Rimane della stessa idea anche dopo l’avvio di questo iter di modifica costituzionale?
«Sì perché i principi e i valori sono importanti ma poi dobbiamo renderli operativi. Il modello di riferimento potrebbe essere quello dell’Ufficio parlamentare di Bilancio, concepito per individuare le storture della spesa pubblica. Ma potrebbe anche essere, nel nostro caso, un organismo non parlamentare».
LOIODICE: «LA CARTA SI MODIFICA A FREDDO, NON ASSECONDANDO LE MODE» - Professor Aldo Loiodice, costituzionalista e avvocato, cosa pensa del richiamo all’ambiente in Costituzione?

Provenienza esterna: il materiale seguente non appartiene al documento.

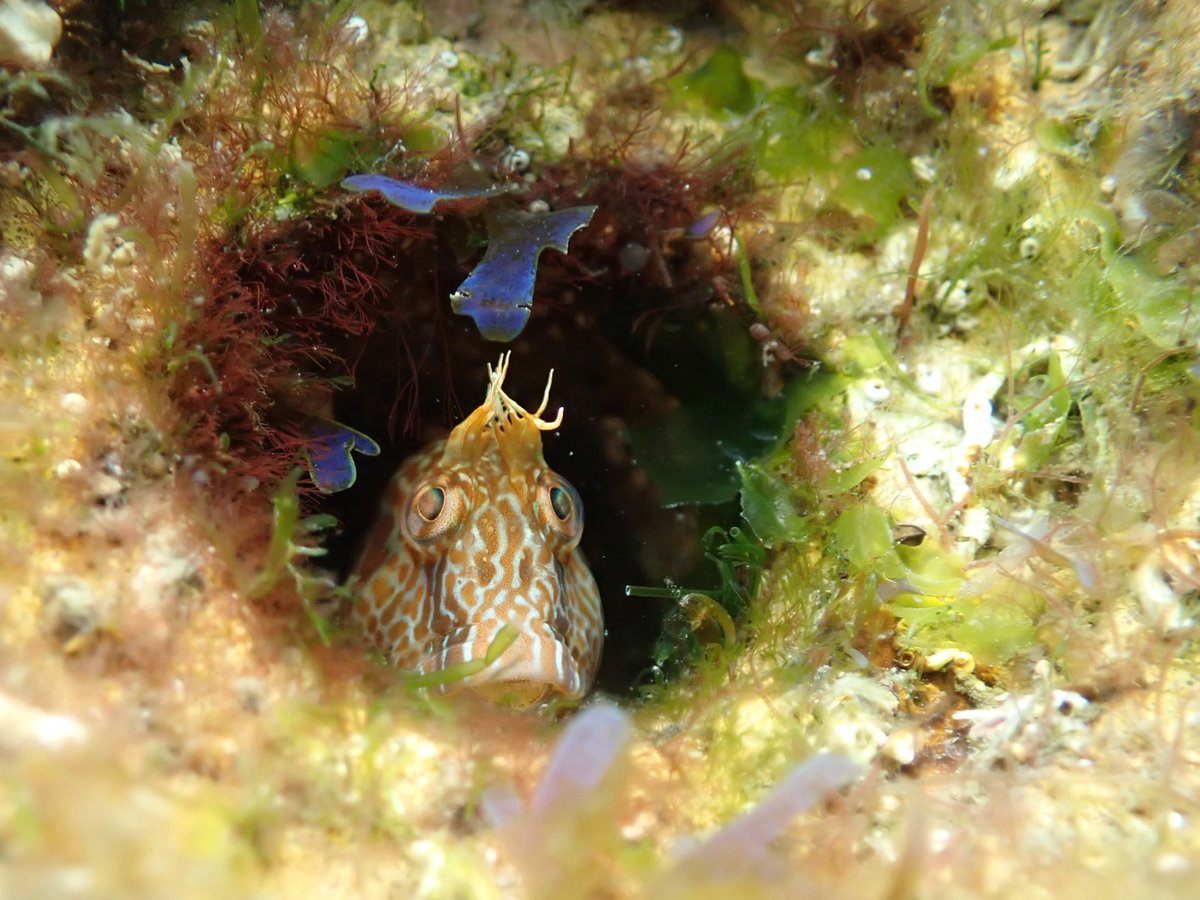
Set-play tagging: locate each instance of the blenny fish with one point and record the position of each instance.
(475, 533)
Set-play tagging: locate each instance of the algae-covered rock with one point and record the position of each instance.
(877, 345)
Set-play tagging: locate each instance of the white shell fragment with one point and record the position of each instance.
(29, 31)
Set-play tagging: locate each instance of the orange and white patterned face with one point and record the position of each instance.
(478, 533)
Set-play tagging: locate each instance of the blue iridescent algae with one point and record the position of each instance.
(415, 198)
(330, 444)
(498, 293)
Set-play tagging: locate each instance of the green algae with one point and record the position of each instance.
(1091, 441)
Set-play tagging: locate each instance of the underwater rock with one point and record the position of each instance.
(498, 293)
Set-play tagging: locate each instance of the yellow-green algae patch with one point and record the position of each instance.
(1020, 685)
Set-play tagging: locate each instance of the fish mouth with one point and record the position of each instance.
(535, 666)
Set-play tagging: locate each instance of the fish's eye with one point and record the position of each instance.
(430, 502)
(559, 508)
(561, 502)
(435, 509)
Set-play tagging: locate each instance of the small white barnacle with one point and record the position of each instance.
(875, 390)
(515, 160)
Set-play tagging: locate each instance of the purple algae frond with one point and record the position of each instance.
(498, 293)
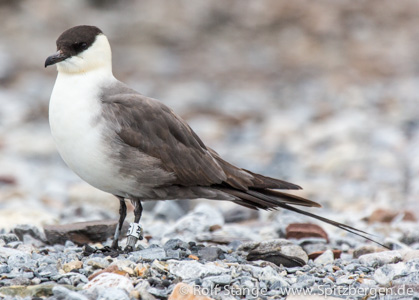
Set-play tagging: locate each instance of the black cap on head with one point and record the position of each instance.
(73, 41)
(76, 39)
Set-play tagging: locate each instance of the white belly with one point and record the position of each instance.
(73, 115)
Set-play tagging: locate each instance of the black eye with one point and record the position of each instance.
(80, 46)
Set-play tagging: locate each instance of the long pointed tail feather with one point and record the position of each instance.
(271, 200)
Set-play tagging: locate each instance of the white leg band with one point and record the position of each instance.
(135, 230)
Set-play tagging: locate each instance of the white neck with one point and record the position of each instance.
(98, 57)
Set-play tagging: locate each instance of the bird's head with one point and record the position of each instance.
(81, 49)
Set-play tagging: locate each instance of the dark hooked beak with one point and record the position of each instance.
(55, 58)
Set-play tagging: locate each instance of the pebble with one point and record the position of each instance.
(148, 254)
(60, 292)
(112, 294)
(192, 269)
(110, 280)
(9, 237)
(73, 265)
(380, 258)
(346, 139)
(278, 251)
(385, 274)
(326, 258)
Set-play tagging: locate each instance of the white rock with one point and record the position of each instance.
(193, 269)
(386, 273)
(110, 280)
(380, 258)
(326, 258)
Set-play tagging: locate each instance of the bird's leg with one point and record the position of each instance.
(135, 231)
(122, 215)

«Non era assolutamente necessario. In Costituzione è già richiamata la tutela del paesaggio, da decenni interpretato come difesa dell’ambiente. Le sentenza della Corte Costituzionale e l’operato della giustizia amministrativa sono lì a dimostrarlo».
Sarebbe stato meglio evitare questo passaggio?
«Non c’è dubbio anche perché si innesca un effetto boomerang da non sottovalutare. Inserire la tutela dell’ambiente in Costituzione, come se non fosse mai esistita, significa, teoricamente, legittimare coloro che l’ambiente, in tutti questi anni, lo hanno deturpato. È un paradosso, ma è così».
Ma allora come si spiega questa iniziativa?
«In due maniere. La prima attiene alla dimensione della distrazione. Si sposta l’attenzione del cittadino da problemi seri, serissimi, per i quali magari non si riesce ad individuare la soluzione, a questioni assurde e pretestuose»
E la seconda?
«Purtroppo in Italia si mette mano alla Costituzione ogni volta che si desidera contrastare o incoraggiare una tendenza storica del momento. Sfortunatamente questo è il modo peggiore di modificare la Carta».
Perché il peggiore?
«Perché è frutto di un’onda emotiva che resta tale anche se legittima e sentita. La Costituzione si modifica a freddo, non a caldo. E, si badi, quella freddezza ha dentro di sé un sentimento profondo di amore e rispetto per il Paese. Altrimenti l’unico amore che si ha è quello per la moda del momento. Oggi è l’ambiente, domani il gender, dopodomani chissà e così ci condanniamo a far ballare la Carta da una tendenza all’altra senza costrutto e perdendo completamente il senso dei principi inviolabili».
La prima parte non si tocca quindi?
«I principi costituzionali sono il frutto di un profondo lavoro di mediazione tra anime diverse. Lì c’è tutto quello che serve a tutelare il cittadino e quanto lo circonda. Moda e gusti transeunti non possono modificare ciò che attiene alla vita sociale e alla natura umana».
In generale, professore, esiste una certa disinvoltura nell’approccio alla legislazione fondamentale e non?
«Direi proprio di sì. Mi preoccupano molto, ad esempio, i percorsi legati alla democrazia elettronica così come introdotta in Italia da Casaleggio. Si tratta di un voto molto “leggero” che rischia di sposarsi con forme emozionali molto pronunciate. Si può perfino votare sull’onda di un film. Ma nessuna decisione di rilievo può essere presa in questo modo».